NAND型フラッシュメモリとは

キオクシアは1987年に世界初のNAND型フラッシュメモリを発明しました。フラッシュメモリの構造と、データを記憶するメカニズムを説明します。

フラッシュメモリはデータを記憶する半導体

皆さんは、フラッシュメモリをご存じですか?
フラッシュメモリはデータを記憶する半導体で、スマートフォンをはじめとした身近にある多くの電子機器で利用されています。キオクシアは、1987年に世界初のNAND型フラッシュメモリを発明し、現在も世界で有数のフラッシュメモリ開発、製造を行う企業です。
NAND型フラッシュメモリはフラッシュメモリの中でも世界でこれまで最も幅広く使われているメモリです。

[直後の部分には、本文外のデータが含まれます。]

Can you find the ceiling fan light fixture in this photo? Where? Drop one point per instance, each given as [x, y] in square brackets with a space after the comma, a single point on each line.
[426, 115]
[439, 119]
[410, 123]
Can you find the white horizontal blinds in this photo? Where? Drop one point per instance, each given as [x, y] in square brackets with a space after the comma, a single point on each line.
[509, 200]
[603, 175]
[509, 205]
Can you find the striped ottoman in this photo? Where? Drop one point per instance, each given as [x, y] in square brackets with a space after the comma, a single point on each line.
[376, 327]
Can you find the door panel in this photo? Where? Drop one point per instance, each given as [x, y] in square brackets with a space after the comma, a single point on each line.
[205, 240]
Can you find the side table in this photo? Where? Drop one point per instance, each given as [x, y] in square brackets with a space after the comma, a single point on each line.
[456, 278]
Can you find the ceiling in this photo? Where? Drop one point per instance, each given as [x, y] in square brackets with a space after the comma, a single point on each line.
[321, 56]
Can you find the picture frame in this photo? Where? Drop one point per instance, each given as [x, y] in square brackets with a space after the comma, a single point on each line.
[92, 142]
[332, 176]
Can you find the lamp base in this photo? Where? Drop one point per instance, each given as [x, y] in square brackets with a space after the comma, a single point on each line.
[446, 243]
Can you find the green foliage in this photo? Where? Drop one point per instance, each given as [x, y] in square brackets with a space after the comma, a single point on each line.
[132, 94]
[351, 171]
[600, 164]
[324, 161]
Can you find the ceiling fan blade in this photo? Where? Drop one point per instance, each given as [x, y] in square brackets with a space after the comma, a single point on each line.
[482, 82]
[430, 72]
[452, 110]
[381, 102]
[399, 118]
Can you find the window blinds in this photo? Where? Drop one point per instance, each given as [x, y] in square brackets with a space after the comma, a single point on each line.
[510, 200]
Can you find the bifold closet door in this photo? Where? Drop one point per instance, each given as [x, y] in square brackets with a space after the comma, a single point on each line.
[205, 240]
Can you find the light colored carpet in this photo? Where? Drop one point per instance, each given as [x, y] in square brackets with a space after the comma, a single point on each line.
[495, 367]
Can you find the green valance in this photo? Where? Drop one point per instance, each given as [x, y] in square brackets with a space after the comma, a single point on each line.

それではフラッシュメモリがどのようなものか、見ていきましょう。
スマートフォンが文字や画像、音楽などさまざまなデータをフラッシュメモリに記憶できるのは、あらゆるデータを「0」と「1」のデジタルデータで表現しているからです。
たとえば、あなたのスマートフォンに写真が表示されているとします(図1)。この画像を拡大してよく見てみると点(ピクセル)の集合で構成されています。一つ一つの点は、光の三原色、赤(Red)、緑(Green)、青(Blue)で構成されます。これをデジタルデータでは、それぞれの光の明るさを8個の「0」と「1」(2の8乗)256段階で調整し、全部で24個の「0」と「1」の組み合わせでおよそ1677万色(赤256段階×緑256段階×青256段階)を表現できます。例えば図1の写真のピンク色は、鮮やかな赤の光(11111111)、濃い緑の光(10000000)、鮮やかな青の光(11000000)の組み合わせで「111111111000000011000000」として記憶することができます。
このようにして、スマートフォンに入っているテキストや画像、音楽などのデータはすべて、「0」と「1」の組み合わせで記憶されているのです。

図1 画像の拡大イメージ

フラッシュメモリの構造と、データを記憶するメカニズム

次に、実際のフラッシュメモリの構造と、データを記憶するメカニズムについて説明します。図2は、フラッシュメモリのメモリセル構造(断面)を示したものです。メモリセルとは、データを記憶する最小単位であり、フラッシュメモリは近年では数千億個ものメモリセルから構成されています。絶縁体に囲まれた電荷蓄積膜に、電子を出し入れすることによって、データを記憶します。

図2 メモリセルの構造

この電荷蓄積膜にどのようにして電子を出し入れするか、図3で説明します。制御ゲート(Control Gate)に高電圧(Vcg(++))を加えると、電子が絶縁体を通過しシリコン基板から電荷蓄積膜へ入ります(図3(a))。電圧を切ると、そのまま電子が蓄えられた状態になります。一方、シリコン基板側に高電圧(Vw(++))を加えると、電子が絶縁体を通過し電荷蓄積膜からシリコン基板側へ出ていきます(図3(b))。その結果、電荷蓄積膜には電子が無い状態なります。これがメモリセルへのデータの書き込み、消去の動作となります。

図3 データの書き込み・消去の動作

データの「0」、「1」の判定について

次に、データの「0」、「1」の判定について説明します。制御ゲートに一定電圧(読み出し電圧Vcg(+))を加えたときに、メモリセルの横方向に電流が流れるか、流れないかでデータの「0」、「1」を判定します(図4(a)(b))。制御ゲートに電圧を少しずつ加えたとき、メモリセルに電流が流れ始める制御ゲートの電圧を、しきい値電圧と呼んでいます(詳しくは、多値化技術の項参照)。このしきい値電圧が、電荷蓄積膜に電子が入っているか否かで変わることを利用して、「0」、「1」の判断を行っています。電荷蓄積膜に電子が入っている(データ「0」)状態では、しきい値電圧が読み出し電圧Vcg(+)より高いため、電流が流れません(図4(a))。一方、電荷蓄積膜に電子が入っていない(データ「1」)状態では、しきい値電圧が読み出し電圧Vcg(+)より低いため、電流が流れます(図4(b))。
これら「0」、「1」の状態は電源を切った状態でも保持されます。これが、電源を切ってもデータが消えないという、フラッシュメモリの特徴です。

図4 「1」「0」の判定方法

このメモリセルを直列に配置した図5のような構造のメモリを、NAND型フラッシュメモリと言います。NAND型フラッシュメモリは、メモリセルを高密度に配置できる特徴を持っています。デジタルカメラのカードに搭載され、その後メモリの容量が増えるにつれ、携帯音楽プレーヤー、ビデオカメラ、携帯電話、スマートフォンなどに搭載されることで、その用途と市場が大きく広がってきました。